# Java 8 Officially Released



## Desmond (Mar 19, 2014)

I hope they fixed all the outstanding security bugs that have been plaguing Java for a long time.

Source : Latest JDK 8 Release Notes

*Here are some new changes to the language :*

- Lambda Expressions, a new language feature, has been introduced in this release. They enable you to treat functionality as a method argument, or code as data.
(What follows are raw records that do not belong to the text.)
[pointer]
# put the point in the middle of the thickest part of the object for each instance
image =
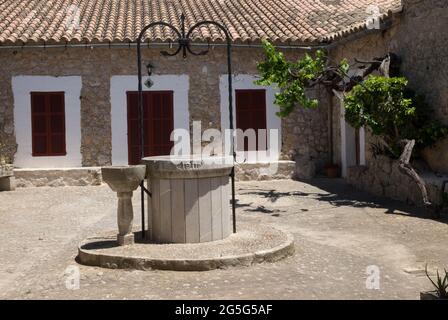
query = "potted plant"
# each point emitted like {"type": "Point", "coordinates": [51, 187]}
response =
{"type": "Point", "coordinates": [5, 166]}
{"type": "Point", "coordinates": [440, 285]}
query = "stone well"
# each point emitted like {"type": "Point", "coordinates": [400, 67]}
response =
{"type": "Point", "coordinates": [190, 200]}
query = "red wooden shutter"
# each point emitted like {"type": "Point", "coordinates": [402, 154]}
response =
{"type": "Point", "coordinates": [250, 113]}
{"type": "Point", "coordinates": [48, 124]}
{"type": "Point", "coordinates": [158, 120]}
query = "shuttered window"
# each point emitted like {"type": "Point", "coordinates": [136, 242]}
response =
{"type": "Point", "coordinates": [158, 124]}
{"type": "Point", "coordinates": [48, 123]}
{"type": "Point", "coordinates": [251, 114]}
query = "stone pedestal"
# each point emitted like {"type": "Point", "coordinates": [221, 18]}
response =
{"type": "Point", "coordinates": [190, 200]}
{"type": "Point", "coordinates": [7, 183]}
{"type": "Point", "coordinates": [124, 180]}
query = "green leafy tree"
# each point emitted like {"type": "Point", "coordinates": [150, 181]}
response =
{"type": "Point", "coordinates": [393, 113]}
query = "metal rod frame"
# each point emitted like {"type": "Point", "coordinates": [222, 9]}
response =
{"type": "Point", "coordinates": [184, 45]}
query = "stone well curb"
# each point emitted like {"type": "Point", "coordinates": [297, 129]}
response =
{"type": "Point", "coordinates": [87, 257]}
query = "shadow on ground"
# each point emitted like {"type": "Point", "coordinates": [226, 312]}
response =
{"type": "Point", "coordinates": [338, 193]}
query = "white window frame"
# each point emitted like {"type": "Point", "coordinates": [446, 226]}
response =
{"type": "Point", "coordinates": [120, 85]}
{"type": "Point", "coordinates": [246, 82]}
{"type": "Point", "coordinates": [22, 86]}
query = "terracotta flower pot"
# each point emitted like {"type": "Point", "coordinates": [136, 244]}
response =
{"type": "Point", "coordinates": [429, 295]}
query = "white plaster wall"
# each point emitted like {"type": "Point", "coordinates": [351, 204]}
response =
{"type": "Point", "coordinates": [348, 141]}
{"type": "Point", "coordinates": [246, 81]}
{"type": "Point", "coordinates": [119, 85]}
{"type": "Point", "coordinates": [21, 87]}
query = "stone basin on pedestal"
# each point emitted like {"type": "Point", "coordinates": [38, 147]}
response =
{"type": "Point", "coordinates": [124, 180]}
{"type": "Point", "coordinates": [190, 200]}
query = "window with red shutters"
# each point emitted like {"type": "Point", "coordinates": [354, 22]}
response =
{"type": "Point", "coordinates": [251, 114]}
{"type": "Point", "coordinates": [48, 124]}
{"type": "Point", "coordinates": [158, 121]}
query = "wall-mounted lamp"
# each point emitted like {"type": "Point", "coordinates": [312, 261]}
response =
{"type": "Point", "coordinates": [149, 83]}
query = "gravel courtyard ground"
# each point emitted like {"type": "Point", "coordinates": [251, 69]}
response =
{"type": "Point", "coordinates": [339, 233]}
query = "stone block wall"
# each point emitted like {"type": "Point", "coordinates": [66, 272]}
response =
{"type": "Point", "coordinates": [304, 130]}
{"type": "Point", "coordinates": [383, 178]}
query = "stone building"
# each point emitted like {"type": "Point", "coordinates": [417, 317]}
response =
{"type": "Point", "coordinates": [81, 56]}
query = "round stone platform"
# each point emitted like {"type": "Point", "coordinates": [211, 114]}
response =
{"type": "Point", "coordinates": [251, 244]}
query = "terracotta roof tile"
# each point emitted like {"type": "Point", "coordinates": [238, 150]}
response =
{"type": "Point", "coordinates": [247, 20]}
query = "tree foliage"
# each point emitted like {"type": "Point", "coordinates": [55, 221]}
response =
{"type": "Point", "coordinates": [383, 104]}
{"type": "Point", "coordinates": [393, 112]}
{"type": "Point", "coordinates": [292, 78]}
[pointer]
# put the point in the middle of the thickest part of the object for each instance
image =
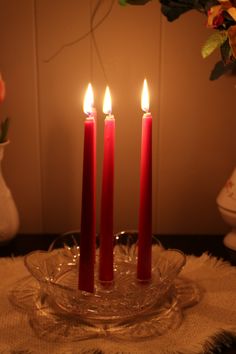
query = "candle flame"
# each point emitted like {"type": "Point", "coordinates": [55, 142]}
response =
{"type": "Point", "coordinates": [107, 102]}
{"type": "Point", "coordinates": [145, 97]}
{"type": "Point", "coordinates": [88, 100]}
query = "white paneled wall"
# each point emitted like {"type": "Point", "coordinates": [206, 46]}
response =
{"type": "Point", "coordinates": [194, 119]}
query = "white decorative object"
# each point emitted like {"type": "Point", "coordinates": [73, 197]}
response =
{"type": "Point", "coordinates": [9, 219]}
{"type": "Point", "coordinates": [226, 202]}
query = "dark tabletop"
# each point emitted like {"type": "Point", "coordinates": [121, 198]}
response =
{"type": "Point", "coordinates": [189, 244]}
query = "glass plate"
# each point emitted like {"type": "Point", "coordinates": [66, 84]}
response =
{"type": "Point", "coordinates": [127, 307]}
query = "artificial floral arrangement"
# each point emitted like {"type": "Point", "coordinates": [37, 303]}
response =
{"type": "Point", "coordinates": [221, 16]}
{"type": "Point", "coordinates": [5, 123]}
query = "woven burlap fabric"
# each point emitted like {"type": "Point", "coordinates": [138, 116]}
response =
{"type": "Point", "coordinates": [205, 325]}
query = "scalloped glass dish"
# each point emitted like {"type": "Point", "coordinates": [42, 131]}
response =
{"type": "Point", "coordinates": [123, 304]}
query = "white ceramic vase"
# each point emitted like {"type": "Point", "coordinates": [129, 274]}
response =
{"type": "Point", "coordinates": [226, 202]}
{"type": "Point", "coordinates": [9, 218]}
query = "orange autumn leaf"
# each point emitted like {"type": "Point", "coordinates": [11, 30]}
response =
{"type": "Point", "coordinates": [232, 39]}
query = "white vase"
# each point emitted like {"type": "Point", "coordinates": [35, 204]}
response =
{"type": "Point", "coordinates": [226, 202]}
{"type": "Point", "coordinates": [9, 218]}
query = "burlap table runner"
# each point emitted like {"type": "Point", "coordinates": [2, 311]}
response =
{"type": "Point", "coordinates": [205, 326]}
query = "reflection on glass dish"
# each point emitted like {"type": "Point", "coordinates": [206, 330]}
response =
{"type": "Point", "coordinates": [126, 307]}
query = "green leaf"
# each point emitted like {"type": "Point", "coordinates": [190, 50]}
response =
{"type": "Point", "coordinates": [213, 42]}
{"type": "Point", "coordinates": [225, 51]}
{"type": "Point", "coordinates": [4, 130]}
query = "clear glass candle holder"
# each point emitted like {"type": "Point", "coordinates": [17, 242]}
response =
{"type": "Point", "coordinates": [125, 307]}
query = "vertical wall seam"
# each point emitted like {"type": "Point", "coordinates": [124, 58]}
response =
{"type": "Point", "coordinates": [37, 109]}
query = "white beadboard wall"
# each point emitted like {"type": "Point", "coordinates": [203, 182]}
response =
{"type": "Point", "coordinates": [194, 119]}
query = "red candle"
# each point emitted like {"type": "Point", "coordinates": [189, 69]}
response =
{"type": "Point", "coordinates": [88, 226]}
{"type": "Point", "coordinates": [145, 207]}
{"type": "Point", "coordinates": [106, 227]}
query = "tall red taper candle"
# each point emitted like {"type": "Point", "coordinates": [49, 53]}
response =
{"type": "Point", "coordinates": [145, 208]}
{"type": "Point", "coordinates": [107, 203]}
{"type": "Point", "coordinates": [88, 222]}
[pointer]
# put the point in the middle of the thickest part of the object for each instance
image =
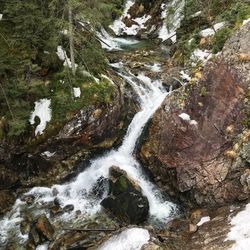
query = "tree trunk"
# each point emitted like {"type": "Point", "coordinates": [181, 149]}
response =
{"type": "Point", "coordinates": [71, 42]}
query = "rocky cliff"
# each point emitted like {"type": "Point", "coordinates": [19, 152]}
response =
{"type": "Point", "coordinates": [197, 146]}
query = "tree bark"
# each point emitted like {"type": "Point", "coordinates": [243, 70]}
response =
{"type": "Point", "coordinates": [71, 42]}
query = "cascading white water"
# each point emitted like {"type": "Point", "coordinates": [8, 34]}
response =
{"type": "Point", "coordinates": [78, 192]}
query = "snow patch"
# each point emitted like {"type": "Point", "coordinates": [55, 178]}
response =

Lambda expressions let you express instances of single-method interfaces (referred to as functional interfaces) more compactly.

- Method references provide easy-to-read lambda expressions for methods that already have a name.

- Default methods enable new functionality to be added to the interfaces of libraries and ensure binary compatibility with code written for older versions of those interfaces.

- Repeating Annotations provide the ability to apply the same annotation type more than once to the same declaration or type use.

- Type Annotations provide the ability to apply an annotation anywhere a type is used, not just on a declaration. Used with a pluggable type system, this feature enables improved type checking of your code.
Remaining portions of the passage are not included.